Miami Hack Week 2021 Q&A bot

“Where can I find free beer?”
“Which house throws the best parties?”
“What are the best technologies to hack on?”

Inspiration

Google is a huge company based on traditional information retrieval technology: it currently returns a list of webpages, and then you often still have to hunt for the information you’re looking for.
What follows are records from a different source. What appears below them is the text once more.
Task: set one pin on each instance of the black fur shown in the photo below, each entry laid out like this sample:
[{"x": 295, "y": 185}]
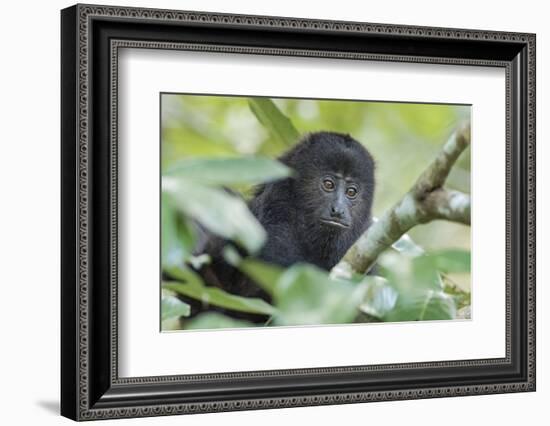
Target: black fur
[{"x": 292, "y": 211}]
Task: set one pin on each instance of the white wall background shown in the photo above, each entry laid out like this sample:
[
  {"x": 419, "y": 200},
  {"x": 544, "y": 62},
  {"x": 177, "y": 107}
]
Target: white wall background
[{"x": 29, "y": 211}]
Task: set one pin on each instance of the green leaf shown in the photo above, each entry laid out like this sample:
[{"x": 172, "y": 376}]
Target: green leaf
[
  {"x": 211, "y": 320},
  {"x": 452, "y": 260},
  {"x": 172, "y": 307},
  {"x": 218, "y": 297},
  {"x": 421, "y": 305},
  {"x": 275, "y": 122},
  {"x": 246, "y": 170},
  {"x": 380, "y": 297},
  {"x": 305, "y": 294},
  {"x": 220, "y": 212},
  {"x": 265, "y": 274},
  {"x": 178, "y": 236}
]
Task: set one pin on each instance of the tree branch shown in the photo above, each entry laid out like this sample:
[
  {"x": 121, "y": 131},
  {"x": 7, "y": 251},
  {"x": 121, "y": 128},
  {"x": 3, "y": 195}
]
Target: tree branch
[{"x": 427, "y": 200}]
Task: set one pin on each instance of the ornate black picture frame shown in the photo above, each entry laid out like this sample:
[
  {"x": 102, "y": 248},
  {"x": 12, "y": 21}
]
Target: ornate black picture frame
[{"x": 91, "y": 36}]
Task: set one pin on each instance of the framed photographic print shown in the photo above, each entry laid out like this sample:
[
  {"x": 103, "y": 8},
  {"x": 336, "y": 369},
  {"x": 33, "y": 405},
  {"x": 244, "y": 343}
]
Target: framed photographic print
[{"x": 263, "y": 212}]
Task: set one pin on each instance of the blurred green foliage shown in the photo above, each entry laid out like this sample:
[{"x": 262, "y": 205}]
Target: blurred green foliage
[{"x": 211, "y": 144}]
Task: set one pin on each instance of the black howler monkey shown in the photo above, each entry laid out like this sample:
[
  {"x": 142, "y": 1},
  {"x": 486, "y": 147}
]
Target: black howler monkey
[{"x": 313, "y": 216}]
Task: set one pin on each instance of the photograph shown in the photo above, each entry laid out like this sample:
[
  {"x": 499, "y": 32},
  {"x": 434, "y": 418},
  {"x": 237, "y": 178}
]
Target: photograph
[{"x": 305, "y": 212}]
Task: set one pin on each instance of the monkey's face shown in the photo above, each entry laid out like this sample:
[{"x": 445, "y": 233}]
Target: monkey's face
[
  {"x": 334, "y": 184},
  {"x": 338, "y": 197}
]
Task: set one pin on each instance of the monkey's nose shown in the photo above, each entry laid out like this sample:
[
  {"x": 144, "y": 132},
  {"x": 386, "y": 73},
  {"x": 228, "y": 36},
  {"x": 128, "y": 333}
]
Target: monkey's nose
[{"x": 336, "y": 212}]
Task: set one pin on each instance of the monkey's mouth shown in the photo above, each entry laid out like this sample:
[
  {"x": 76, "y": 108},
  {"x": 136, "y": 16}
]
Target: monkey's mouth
[{"x": 335, "y": 223}]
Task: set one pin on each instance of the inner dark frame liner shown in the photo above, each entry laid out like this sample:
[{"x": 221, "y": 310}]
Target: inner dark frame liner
[{"x": 90, "y": 387}]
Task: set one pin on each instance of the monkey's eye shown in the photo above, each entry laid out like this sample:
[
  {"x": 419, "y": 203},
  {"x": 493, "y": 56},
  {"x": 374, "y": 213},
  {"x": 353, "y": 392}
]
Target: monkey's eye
[
  {"x": 351, "y": 192},
  {"x": 328, "y": 185}
]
In the future, I believe information retrieval will be more conversational: the search engine will be able to understand your questions better than it does now and directly reply to you with an answer.

I met someone a few months ago at a hack night at the HF0 house in Taiwan who told me that ColBERT is (was?) the state of the art language model for these sorts of applications, so I wanted to make a project to try it out and see how well it works.

What it does

Answers questions about Miami Hack Week based on a corpus of messages from our Slack workspace.

How we built it

Built a Slack scraper in Python to dump messages from the Miami Hack Week Slack workspace into a sqlite database
Downloaded the ColBERT code from https://github.com/stanford-futuredata/ColBERT
Downloaded a pre-trained ColBERT model from https://huggingface.co/vespa-engine/colbert-medium/tree/main
Wrote some glue code to index the Slack messages and a frontend to do retrieval

Challenges we ran into

The pretrained model was not quite in the format the the ColBERT code was expecting and it took quite a bit of messing around to get it working.
My MacBook Pro can’t run CUDA, so I had to comment out a bunch of CUDA code to get the model running on my CPU.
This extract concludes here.